Economics has a significant impact on society as it affects the production, distribution, and consumption of goods and services. It also influences the behavior of individuals, businesses, and governments, ultimately shaping the overall state of the economy and the standard of living for individuals.

2. What are some examples of the impact of economics on society?

Some examples of the impact of economics on society include inflation rates, unemployment rates, income inequality, and access to resources such as healthcare and education. Economic policies and decisions made by governments and businesses can also greatly impact society.

3. How does economics play a role in social issues?

Economics plays a significant role in social issues as it can contribute to poverty, unemployment, and disparities in wealth distribution. It can also influence social policies and government spending on issues such as healthcare, education, and housing.
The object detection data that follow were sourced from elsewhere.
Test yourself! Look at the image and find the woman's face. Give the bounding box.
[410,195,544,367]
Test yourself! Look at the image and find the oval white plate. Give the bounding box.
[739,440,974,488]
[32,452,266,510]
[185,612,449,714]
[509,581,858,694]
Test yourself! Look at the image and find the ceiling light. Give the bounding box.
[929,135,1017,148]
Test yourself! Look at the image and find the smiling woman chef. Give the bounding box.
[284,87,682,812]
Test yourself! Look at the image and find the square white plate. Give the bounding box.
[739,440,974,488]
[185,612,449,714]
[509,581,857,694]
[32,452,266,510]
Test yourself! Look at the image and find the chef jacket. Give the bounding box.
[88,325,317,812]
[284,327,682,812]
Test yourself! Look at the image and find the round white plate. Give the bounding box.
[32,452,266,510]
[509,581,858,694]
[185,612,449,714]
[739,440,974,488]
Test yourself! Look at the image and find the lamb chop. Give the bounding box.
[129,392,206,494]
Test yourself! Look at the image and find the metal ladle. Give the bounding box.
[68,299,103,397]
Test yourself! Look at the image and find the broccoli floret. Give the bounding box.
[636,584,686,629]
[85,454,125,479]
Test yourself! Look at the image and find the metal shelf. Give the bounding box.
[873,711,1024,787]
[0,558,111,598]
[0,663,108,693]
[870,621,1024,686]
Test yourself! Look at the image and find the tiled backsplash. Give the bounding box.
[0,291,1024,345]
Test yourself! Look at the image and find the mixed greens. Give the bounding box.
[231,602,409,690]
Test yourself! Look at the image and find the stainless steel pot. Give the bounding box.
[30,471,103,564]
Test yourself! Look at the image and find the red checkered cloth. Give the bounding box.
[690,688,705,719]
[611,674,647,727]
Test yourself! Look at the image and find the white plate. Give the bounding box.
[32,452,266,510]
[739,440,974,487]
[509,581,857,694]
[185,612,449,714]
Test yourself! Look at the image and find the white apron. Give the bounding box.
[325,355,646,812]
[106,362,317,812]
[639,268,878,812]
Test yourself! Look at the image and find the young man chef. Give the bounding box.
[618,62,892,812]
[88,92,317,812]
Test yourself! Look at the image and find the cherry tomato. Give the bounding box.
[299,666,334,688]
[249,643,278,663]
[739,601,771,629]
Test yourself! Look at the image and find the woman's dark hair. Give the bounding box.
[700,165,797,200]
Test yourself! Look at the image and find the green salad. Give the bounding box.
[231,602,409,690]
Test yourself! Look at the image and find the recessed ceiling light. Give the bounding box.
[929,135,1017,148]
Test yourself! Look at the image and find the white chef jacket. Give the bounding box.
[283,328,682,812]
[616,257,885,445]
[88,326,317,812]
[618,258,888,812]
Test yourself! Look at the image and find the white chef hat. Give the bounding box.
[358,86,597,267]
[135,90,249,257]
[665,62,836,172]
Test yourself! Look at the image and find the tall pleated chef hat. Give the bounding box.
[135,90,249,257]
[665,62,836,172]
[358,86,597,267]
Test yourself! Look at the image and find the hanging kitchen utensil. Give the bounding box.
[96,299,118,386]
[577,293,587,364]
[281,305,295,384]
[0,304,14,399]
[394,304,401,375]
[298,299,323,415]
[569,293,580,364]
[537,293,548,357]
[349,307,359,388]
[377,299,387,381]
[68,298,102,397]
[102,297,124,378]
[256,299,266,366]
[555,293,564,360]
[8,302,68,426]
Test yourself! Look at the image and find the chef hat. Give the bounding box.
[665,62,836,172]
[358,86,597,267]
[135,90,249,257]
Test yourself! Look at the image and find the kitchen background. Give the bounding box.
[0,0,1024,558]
4. How do economists measure the impact of economics on society?

Economists use various methods to measure the impact of economics on society, such as GDP (Gross Domestic Product), inflation rates, and employment rates. They also conduct research and analyze data to understand the effects of economic policies and decisions on different aspects of society.

5. How can understanding the impact of economics on society help us make better decisions?

Understanding the impact of economics on society can help us make better decisions by providing insights into how policies and decisions can affect different groups of people and the overall economy. It can also help identify potential issues and suggest solutions to improve the well-being of society as a whole.